The Rise of the monk mode mornings

The Rise of the monk mode mornings
FWD:Ideas

The Rise of the monk mode mornings

 Do you ever get frustrated with being interrupted? Do you wish you had a place to retreat at work to do serious thinking? Do you believe the quality of your work would go up and your stress go down if you had more time and space to really concentrate? Well, you can. Welcome to the new world of Monk Mode mornings.

What exactly is monk mode?

Between when you wake up and noon: no meetings, no calls, no texts, no email, no Slack, no Internet. You instead work deeply on something (or somethings) that matters.

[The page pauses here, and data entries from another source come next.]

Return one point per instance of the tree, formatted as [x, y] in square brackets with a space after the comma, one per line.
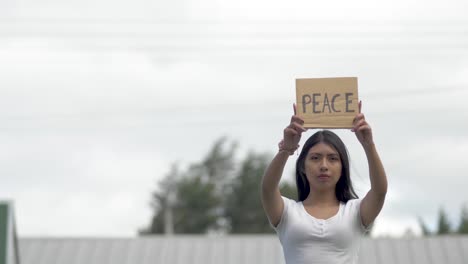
[463, 227]
[190, 202]
[163, 203]
[243, 207]
[443, 223]
[195, 208]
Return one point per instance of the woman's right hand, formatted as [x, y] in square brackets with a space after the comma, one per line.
[292, 133]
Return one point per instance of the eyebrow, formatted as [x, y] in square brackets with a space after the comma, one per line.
[328, 154]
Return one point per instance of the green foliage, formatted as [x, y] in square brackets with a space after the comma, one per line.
[424, 229]
[463, 226]
[243, 207]
[195, 208]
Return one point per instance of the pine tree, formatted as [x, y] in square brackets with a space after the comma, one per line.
[463, 227]
[424, 229]
[443, 223]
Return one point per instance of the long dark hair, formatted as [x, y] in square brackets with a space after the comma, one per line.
[344, 190]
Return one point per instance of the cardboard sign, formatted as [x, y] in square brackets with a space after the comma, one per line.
[327, 102]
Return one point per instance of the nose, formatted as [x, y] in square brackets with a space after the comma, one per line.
[323, 165]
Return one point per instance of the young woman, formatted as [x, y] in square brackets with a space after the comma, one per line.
[327, 221]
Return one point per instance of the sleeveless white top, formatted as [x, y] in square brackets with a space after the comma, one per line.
[306, 239]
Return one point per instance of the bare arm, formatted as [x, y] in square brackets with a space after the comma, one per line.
[271, 196]
[373, 202]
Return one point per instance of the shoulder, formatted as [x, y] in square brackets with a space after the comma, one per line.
[353, 208]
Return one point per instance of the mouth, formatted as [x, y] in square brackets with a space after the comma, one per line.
[323, 177]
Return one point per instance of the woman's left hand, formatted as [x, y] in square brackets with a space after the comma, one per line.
[362, 129]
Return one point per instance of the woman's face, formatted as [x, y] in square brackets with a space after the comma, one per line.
[322, 167]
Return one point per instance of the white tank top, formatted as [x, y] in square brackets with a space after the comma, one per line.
[306, 239]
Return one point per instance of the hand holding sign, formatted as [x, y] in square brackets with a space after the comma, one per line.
[327, 102]
[362, 129]
[292, 133]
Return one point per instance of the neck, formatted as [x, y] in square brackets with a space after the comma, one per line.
[321, 198]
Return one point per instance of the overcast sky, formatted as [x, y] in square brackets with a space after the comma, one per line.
[98, 98]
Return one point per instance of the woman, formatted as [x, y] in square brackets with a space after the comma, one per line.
[326, 223]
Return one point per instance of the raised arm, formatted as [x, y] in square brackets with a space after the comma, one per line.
[372, 203]
[271, 196]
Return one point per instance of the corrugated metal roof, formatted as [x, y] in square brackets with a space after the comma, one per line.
[255, 249]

What makes this hack particularly effective is its simple regularity. If someone wants to schedule something with you, it becomes reflexive to respond “anytime afternoon.” 

There’s no guesswork or inconsistency: everyone’s on the same page, and you make 3 to 4 hours of deep progress on valuable goals, every day.

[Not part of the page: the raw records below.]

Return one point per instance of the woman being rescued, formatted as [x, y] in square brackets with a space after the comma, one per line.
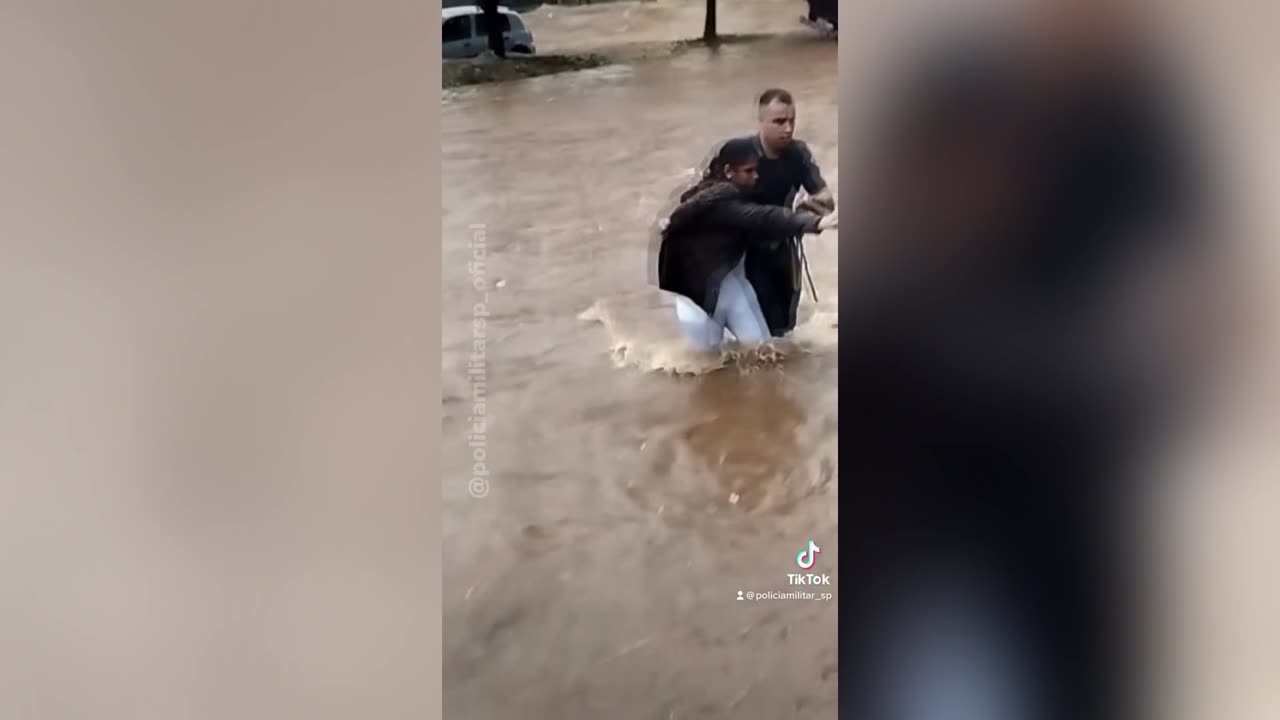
[704, 244]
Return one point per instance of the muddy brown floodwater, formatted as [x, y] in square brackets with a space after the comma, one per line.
[626, 505]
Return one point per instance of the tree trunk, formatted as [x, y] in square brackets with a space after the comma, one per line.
[492, 18]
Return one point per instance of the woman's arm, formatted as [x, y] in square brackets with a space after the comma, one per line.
[766, 219]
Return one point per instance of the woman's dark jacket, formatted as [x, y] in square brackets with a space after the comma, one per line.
[708, 235]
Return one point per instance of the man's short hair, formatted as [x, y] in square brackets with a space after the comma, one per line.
[776, 94]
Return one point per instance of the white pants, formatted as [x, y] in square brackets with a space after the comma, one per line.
[736, 310]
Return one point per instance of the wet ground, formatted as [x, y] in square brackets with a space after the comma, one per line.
[625, 506]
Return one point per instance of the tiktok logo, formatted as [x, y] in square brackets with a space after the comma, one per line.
[808, 557]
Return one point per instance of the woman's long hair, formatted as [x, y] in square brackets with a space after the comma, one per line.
[732, 154]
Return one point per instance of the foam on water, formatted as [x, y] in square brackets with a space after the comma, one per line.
[643, 335]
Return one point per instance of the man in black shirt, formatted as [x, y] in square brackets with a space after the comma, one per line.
[785, 167]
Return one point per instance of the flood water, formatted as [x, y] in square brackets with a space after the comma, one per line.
[626, 504]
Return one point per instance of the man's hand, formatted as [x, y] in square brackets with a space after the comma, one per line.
[821, 204]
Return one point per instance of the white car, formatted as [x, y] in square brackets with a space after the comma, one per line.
[464, 32]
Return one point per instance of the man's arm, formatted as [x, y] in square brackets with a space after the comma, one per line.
[821, 199]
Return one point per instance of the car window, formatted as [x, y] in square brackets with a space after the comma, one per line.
[456, 28]
[483, 24]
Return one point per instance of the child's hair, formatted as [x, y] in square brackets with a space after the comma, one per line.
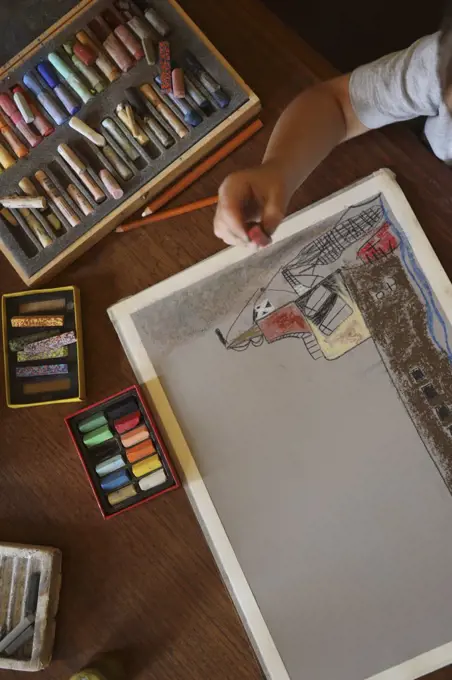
[445, 55]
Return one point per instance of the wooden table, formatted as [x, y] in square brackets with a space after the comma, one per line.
[145, 583]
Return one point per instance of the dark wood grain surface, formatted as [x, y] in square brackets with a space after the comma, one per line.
[145, 583]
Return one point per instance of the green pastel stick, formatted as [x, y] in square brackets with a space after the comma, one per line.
[102, 434]
[92, 423]
[70, 77]
[17, 344]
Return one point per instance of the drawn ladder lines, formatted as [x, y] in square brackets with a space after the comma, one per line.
[312, 346]
[327, 249]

It means shutting out the world for a time. It is a relatively extreme approach to take, but we decided I would write from 5 AM to 1 PM every day. I did that five days a week for about 9 months. I worked from a small office — tiny really—but in it I found space. And in that space, I found creative freedom. – Greg McKeown [2X New York Times bestselling author]

 The work world is infected with the disease of busyness. People often experience motion sickness rather than momentum. They become tricked by the trivial. 

As knowledge workers, we need to advocate for space so we can find the signal in the sound. As managers, we need to protect our people’s space to think, concentrate and get things done. There is a time to collaborate together; there is a time to be in monk mode. As Pablo Picasso is credited with saying, “Without great solitude, no serious work is possible.”